- Coming Full Circle: The Seneca Nation of Indians, 1848–1934 by Laurence M. Hauptman
Hauptman has published so many books about Iroquois history that it is now reaching the point where it is difficult to keep track of them all and their differences from each other. As he remarks in the preface, this book fills the chronological gap in his oeuvre between Conspiracy of Interests: Iroquois Dispossession and the Rise of New York State (Syracuse, 1999) and In the Shadow of Kinzua: The Seneca Nation of Indians since World War II (Syracuse, 2014). The preface also states that this book draws from "a massive, 933-page report" on government and leadership, which he wrote at the request of the Seneca Nation (xi). That provenance might explain why at times the book seems more like a report intent on documenting all the information found in a research process than a broad historical analysis emerging from an engagement with the historiography on nineteenth- and twentieth-century tribal histories.
Coming Full Circle complements Hauptman's other books in its institutional approach, but, unlike the others, it seems more like a collection of articles than a book that revolves around a single theme.
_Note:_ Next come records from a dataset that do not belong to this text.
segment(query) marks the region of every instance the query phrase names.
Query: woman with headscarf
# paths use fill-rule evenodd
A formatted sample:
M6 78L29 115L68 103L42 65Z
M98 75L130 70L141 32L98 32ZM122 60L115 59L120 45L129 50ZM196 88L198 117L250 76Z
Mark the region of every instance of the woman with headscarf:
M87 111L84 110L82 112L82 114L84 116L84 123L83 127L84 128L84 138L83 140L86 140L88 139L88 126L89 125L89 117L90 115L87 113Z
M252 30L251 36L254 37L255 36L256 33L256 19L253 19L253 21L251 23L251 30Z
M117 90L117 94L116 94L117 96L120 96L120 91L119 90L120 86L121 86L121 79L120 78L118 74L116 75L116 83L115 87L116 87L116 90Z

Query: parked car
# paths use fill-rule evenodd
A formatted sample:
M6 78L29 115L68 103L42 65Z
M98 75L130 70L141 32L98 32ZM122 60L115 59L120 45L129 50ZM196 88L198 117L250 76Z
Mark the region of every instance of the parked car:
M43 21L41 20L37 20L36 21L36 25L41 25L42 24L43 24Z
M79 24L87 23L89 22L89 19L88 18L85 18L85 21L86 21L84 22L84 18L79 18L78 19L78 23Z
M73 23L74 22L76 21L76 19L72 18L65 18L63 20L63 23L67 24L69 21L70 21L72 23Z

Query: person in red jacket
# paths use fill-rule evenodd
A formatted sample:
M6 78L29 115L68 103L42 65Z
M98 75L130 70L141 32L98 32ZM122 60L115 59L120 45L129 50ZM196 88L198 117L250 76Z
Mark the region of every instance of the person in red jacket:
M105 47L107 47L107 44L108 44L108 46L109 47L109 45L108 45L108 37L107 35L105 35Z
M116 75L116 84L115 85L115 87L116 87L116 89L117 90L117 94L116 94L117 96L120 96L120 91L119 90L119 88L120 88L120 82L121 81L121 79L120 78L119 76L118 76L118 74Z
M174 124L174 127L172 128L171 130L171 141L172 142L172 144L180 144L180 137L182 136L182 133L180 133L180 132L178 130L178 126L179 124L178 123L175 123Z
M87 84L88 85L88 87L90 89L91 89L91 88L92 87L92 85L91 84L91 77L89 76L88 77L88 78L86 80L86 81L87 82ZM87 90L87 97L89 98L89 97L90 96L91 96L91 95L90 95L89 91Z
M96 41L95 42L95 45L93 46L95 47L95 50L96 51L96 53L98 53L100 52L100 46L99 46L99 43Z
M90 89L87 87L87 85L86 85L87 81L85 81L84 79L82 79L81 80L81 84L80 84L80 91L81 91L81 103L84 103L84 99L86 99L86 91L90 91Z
Each chapter zeroes in on one or two issues, such as the impact of the 1848 revolution in Seneca Nation politics, which resulted in a restructured, written constitutional government; the internationally recognized runner Lewis Bennett, aka Deerfoot; the Thomas Orphan Asylum, later Thomas Indian School; the Seneca students who attended Hampton Institute in Virginia; and various legal cases involving Senecas and the Seneca Nation in the first half of the twentieth century. The one issue that Hauptman treats in a thread, though it is not consistently addressed in all the chapters, is that Seneca Nation politics were fraught with disagreeing visions for the nation. Another frequent issue is the ambiguity among the three political entities—the federal government, New York State government, and the Seneca Nation itself—about who had a say in the nation's operations, relations with outsiders, and resources. Though Hauptman does not explicitly discuss the problems posed by this ambiguity, he has done so extensively in his other work.
The book covers many different topics, sometimes in extraordinary detail. It will be a valuable reference for any historian working on nineteenth- or twentieth-century Iroquois history, whereas other readers will view discrete sections of the book as more useful than the book as a whole. Someone interested in Indian athletes, for instance, would find the section on Bennett important. Another reader seeking information about Indian boarding schools would lean toward Hauptman's carefully researched material on that subject, which includes a six-page chart listing the students at Hampton, their years of attendance, their occupations, and other information about them. Hauptman's decades of archival research and many conversations with tribal members have made him one of the foremost authorities on Iroquois history, and although the [End Page 615] writings in this book do not always cohere thematically, it is worthwhile to have this material accessible in print.